Walk the stage spans in order; the one with the largest duration is the dominant stage.
For an *.execute stage, compare the stage duration with its nested triplestore CLIENT span: if they are close, the time is in Fuseki; if the stage is much longer than the client span, the time is in DSP-API around the query.
Stage durations do not perfectly sum to the root (there is glue between stages), but one stage normally dominates. gravsearch.prequery.execute is the most common hotspot.

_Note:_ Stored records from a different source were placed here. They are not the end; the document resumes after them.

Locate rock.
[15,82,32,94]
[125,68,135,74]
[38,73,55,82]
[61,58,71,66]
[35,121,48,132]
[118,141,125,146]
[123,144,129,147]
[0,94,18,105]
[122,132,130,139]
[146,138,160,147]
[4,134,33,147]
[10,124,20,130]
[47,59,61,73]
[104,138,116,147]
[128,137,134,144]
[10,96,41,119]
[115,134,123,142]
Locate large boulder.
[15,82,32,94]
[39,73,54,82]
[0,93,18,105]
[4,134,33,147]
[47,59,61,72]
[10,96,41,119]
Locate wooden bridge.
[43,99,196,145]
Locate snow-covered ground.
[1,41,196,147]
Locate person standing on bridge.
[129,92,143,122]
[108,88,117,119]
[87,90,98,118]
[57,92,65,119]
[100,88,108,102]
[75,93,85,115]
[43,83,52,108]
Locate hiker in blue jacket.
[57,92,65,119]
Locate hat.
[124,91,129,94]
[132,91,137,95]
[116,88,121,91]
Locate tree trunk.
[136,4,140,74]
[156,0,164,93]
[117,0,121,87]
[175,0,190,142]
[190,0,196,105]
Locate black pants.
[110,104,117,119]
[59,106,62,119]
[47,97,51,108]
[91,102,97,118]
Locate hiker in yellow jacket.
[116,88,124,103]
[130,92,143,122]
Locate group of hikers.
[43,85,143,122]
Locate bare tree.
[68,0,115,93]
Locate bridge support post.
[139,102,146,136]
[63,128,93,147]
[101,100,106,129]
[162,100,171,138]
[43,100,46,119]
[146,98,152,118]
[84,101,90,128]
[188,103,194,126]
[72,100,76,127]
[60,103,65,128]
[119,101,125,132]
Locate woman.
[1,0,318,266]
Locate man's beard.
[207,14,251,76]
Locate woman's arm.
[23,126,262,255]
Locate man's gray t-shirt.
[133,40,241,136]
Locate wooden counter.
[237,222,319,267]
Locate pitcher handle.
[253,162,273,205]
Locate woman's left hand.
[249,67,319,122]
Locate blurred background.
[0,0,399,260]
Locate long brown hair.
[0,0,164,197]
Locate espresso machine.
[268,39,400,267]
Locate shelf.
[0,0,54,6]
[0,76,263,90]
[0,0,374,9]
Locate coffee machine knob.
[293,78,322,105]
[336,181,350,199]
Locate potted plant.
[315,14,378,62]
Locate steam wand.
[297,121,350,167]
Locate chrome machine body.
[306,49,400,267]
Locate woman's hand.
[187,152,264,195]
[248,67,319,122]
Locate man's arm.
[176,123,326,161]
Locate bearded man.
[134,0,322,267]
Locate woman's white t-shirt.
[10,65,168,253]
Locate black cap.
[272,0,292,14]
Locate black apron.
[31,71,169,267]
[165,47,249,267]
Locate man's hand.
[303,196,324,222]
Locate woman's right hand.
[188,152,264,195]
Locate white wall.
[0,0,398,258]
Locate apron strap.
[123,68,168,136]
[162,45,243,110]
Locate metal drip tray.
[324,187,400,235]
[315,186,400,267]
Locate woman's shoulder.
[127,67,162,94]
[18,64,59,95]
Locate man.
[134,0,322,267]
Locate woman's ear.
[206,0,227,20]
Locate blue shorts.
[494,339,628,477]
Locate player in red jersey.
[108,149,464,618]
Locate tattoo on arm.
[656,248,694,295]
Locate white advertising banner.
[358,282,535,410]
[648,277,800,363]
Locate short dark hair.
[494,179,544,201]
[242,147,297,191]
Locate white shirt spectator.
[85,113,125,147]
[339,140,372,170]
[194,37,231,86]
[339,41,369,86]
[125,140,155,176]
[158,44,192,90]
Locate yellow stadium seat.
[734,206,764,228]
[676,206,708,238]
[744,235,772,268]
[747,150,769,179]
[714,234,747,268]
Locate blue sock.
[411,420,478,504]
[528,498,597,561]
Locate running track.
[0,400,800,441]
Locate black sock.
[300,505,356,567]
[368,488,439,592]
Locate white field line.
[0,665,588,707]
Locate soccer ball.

6. Absent spans: four normal topologies

The instrumentation deliberately omits spans for work that did not happen rather than emitting zero-duration placeholders. So a trace with fewer than eight spans is usually correct. Four distinct shapes look like "missing spans" but each means something specific — do not read any of them as broken instrumentation, and do not mistake one for another.

Topology	What you see	What it means	Tell-tale
Empty result	parse → type_inspection → prequery.generate → prequery.execute present; no `mainquery.*`, no `result_transform`	The prequery returned zero main resources, so there was nothing to fetch — "no rows", not an error	All present spans are `OK`; root has its shape attributes
Parse failure	root + `gravsearch.parse` only, parse span is `ERROR`	The Gravsearch string was malformed; the pipeline never started	Only the parse span exists and it is `ERROR` (`gravsearch.parse: <Class>`)
Interruption / timeout	early stages present, later stages absent, last open span + root are `ERROR`	The request fiber was interrupted (client disconnect, timeout, cancellation) mid-query	`gravsearch.exit_reason = interrupted` on the open span and the root
Shape-less early interrupt	root present but *without `gravsearch.query.shape` / `gravsearch.shape.`**, little or nothing below it	Interrupted (or failed) before parse completed, so the shape was never derived	Missing shape attributes and `exit_reason = interrupted` / `ERROR` on the root — not a broken shape derivation

How to tell them apart quickly:

Later stages missing + everything OK + shape present → empty result. Benign.
Only the parse span + it is ERROR → parse failure. Look at the client's query, not the instrumentation.
Later stages missing + an ERROR span carrying exit_reason = interrupted → interruption. The query was probably slow and got cancelled — this is exactly the trace you are hunting; read the stages that did run to see where the time went before the cut.
Root has no shape attributes at all → shape-less early interrupt. The interruption happened so early that parse/shape never ran; the absence of shape is expected, not a bug.

Why interruption is called out separately

OTel span status has no cancelled value (only Unset/Ok/Error). Without the gravsearch.exit_reason = interrupted attribute, an interrupted slow query — early stages present, later stages absent — would be indistinguishable from a benign empty result, and from a typed stage failure. The attribute is what disambiguates them.